当张量变化满足公式 \(\frac {abs\_mean(current\_tensor - previous\_tensor)} {abs\_mean(previous\_tensor)} + epsilon > mean\_update\_ratio\_lt\) 时，监测点被命中。

警告

此类中的所有API均为实验版本，将来可能更改或者删除。

参数：

abs_mean_update_ratio_gt (float) - 平均变化率的阈值，如果平均变化率大于此值，则将触发监测点。
epsilon (float，可选) - Epsilon 值。

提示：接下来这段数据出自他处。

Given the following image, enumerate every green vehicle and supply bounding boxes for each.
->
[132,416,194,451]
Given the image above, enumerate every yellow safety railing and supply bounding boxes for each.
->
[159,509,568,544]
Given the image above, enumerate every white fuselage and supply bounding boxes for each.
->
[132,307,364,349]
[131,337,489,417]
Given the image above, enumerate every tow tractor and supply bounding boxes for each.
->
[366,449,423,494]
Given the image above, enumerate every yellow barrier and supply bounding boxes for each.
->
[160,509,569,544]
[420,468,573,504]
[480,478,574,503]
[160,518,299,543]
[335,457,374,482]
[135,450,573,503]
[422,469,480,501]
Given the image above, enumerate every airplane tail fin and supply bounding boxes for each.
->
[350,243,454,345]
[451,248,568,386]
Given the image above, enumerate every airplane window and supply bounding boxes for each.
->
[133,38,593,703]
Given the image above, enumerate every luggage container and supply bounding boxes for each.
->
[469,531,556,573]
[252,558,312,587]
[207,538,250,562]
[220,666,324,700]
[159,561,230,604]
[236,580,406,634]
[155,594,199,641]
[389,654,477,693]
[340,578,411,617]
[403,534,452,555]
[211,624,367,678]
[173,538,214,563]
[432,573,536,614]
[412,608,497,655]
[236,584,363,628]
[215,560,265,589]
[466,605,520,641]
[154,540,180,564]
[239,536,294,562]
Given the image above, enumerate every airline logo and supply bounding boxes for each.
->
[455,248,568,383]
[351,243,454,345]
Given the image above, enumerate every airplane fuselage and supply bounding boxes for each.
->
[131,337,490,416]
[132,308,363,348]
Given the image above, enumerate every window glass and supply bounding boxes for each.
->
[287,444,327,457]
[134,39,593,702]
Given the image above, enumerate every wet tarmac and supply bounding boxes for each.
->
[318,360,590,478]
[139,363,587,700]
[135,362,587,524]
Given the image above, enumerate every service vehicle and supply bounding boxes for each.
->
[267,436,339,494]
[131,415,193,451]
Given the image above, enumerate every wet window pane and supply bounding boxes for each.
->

默认值：1e-9。

样例：

>>> from mindinsight.debugger import TensorChangeAboveThresholdCondition
>>> my_condition = TensorChangeAboveThresholdCondition(abs_mean_update_ratio_gt=0.0)
>>> print(my_condition.name)
TensorChangeAboveThreshold

property param_names

返回参数名称列表。

返回：: list[str]，参数名称列表。

class mindinsight.debugger.ConditionBase[源代码]

检查条件的基类。

警告

此类中的所有API均为实验版本，将来可能更改或者删除。

说明

如果为一个条件实例指定了多个检查参数，只要有一个参数满足检查条件，就会在检查后命中该监测点。

支持平台：: Ascend GPU

样例：

>>> from mindinsight.debugger import DumpAnalyzer
>>> from mindinsight.debugger import (TensorTooLargeCondition,
...                                   Watchpoint)
>>>
>>> def test_condition_base():
...     my_run = DumpAnalyzer(dump_dir="/path/to/your/dump_dir_with_dump_data")
...     tensors = my_run.select_tensors(query_string="Conv2D-op13")
...     watchpoint = Watchpoint(tensors=tensors,
...                             condition=TensorTooLargeCondition(abs_mean_gt=0.0, max_gt=0.0))
...     hit = list(my_run.check_watchpoints(watchpoints=[watchpoint]))[0]
...     # print(hit.get_hit_detail())
...     # the print result is as follows
...     # The setting for watchpoint is abs_mean_gt = 0.0, max_gt = 0.0.
...     # The actual value of the tensor is abs_mean_gt = 0.06592023578438996, max_gt = 0.449951171875.
...     watchpoint = Watchpoint(tensors=tensors,
...                             condition=TensorTooLargeCondition(abs_mean_gt=0.0, max_gt=1.0))
...     # the check_watchpoints function start a new process needs to be called through the main entry
...     hit = list(my_run.check_watchpoints(watchpoints=[watchpoint]))[0]
...     # print(hit.get_hit_detail())
...     # the print result is as follows
...     # The setting for watchpoint is abs_mean_gt = 0.0.
...     # The actual value of the tensor is abs_mean_gt = 0.06592023578438996.
...
>>> if __name__ == "__main__":
...     test_condition_base()
...

property condition_id

获取检查条件id的名称。

返回：: int，检查条件的id。

property name

获取检查条件的名称。

返回：: str，检查条件的名称。

property param_dict

获取检查条件的参数。

返回：: dict，检查条件的参数。